The present list records twenty palms from Puerto Rico, of which three are introduced and seventeen are supposed to be native species. As may also be inferred from many other groups of plants Puerto Rico appears to be a rather remote corner of the Antillean region, which many types present in Cuba and Jamaica did not reach, whether by reason of greater distance from the continent or because of an earlier interruption of land communication. The native palms of Puerto Rico may thus be said to represent a distinctly Antillean or Caribbean series, only Acrocomia and Bactris being known to have a wider distribution.
The list of introduced palms, consisting of the date, the cocoanut, and the betel, might have been somewhat increased by canvassing ornamental gardens, but it does not appear that any other introduced species has been put to any useful purpose or has escaped into general culture, certainly a remarkable fact when we consider the number and importance of the economic palms of other tropical countries.

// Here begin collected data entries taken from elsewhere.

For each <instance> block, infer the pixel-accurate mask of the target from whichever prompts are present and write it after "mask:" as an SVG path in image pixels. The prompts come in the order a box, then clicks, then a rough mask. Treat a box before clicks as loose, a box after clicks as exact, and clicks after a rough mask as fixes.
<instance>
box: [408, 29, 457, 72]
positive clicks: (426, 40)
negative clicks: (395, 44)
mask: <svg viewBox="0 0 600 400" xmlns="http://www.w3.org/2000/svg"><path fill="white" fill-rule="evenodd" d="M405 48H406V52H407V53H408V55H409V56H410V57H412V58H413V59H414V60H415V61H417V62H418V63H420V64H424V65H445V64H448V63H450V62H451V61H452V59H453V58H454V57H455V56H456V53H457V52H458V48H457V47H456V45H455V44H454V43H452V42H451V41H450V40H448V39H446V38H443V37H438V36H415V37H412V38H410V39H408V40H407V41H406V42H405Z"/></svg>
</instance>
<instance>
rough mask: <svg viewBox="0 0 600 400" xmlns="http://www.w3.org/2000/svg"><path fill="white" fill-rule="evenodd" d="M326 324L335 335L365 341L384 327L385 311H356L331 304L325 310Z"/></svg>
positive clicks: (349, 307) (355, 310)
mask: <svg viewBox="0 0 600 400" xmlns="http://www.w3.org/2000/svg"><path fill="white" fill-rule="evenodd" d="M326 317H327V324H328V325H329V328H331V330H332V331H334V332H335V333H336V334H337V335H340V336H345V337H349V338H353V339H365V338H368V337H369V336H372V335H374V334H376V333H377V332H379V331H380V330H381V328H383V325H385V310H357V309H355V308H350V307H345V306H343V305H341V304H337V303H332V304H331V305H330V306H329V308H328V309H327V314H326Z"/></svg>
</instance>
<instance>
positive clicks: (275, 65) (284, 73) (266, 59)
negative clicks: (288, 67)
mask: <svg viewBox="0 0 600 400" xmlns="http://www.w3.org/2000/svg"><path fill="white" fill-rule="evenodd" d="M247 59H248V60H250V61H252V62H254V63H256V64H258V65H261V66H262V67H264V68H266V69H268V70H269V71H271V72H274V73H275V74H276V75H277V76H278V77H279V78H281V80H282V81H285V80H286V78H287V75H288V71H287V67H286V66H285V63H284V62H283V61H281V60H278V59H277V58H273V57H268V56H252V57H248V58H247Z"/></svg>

Finally, it may be well to note here that several palms have been reported from Puerto Rico which probably do not exist in the island; at least their occurrence is not supported by adequate evidence. Thus Mr. R. T. Hill, of the United States Geological Survey, mentions (Bull. U. S. Dept. Agric., Division of Forestry, 25: 1899) as occurring in Puerto Rico seven palms, as follows: Cocos Mauritia, Oreodoxa oleracea, Cocos nucifera, Martinezia caryotaefolia, Mauritia flexuosa, Oreodoxa regia, and Caryota sp., of which list only Cocos nucifera and Oreodoxa regia appear to have been justified.
The reference to Oreodoxa oleracea is supported by the botanical authority of Professor Drude, but the specimens identified by him as Oreodoxa oleracea (Sintenis collection, no. 1525) and sent from the Berlin Botanical Garden to the National Herbarium and to the New York Botanical Garden are not Oreodoxa oleracea, but belong to the new genus Acrista described below, while a specimen collected by Sintenis (no. 5749) at Aguadilla and sent out from Berlin as an Attalea or related genus is not even a cocoid palm but Areca catechu, the betel nut of the Malay region.
The existence of numerous tubercles on the roots of a young specimen of the royal palm of Puerto Rico is a fact of biological interest and possible economic importance. It was, however, noted so nearly at the end of our last visit that further studies were not practicable, but barring possible nematodes or other pathological causes for the tubercles it appears that we must add palms to the Leguminosae, Podocarpus, Alnus, and Cycas as plants which have, as it were, domesticated nitrogen-collecting soil organisms.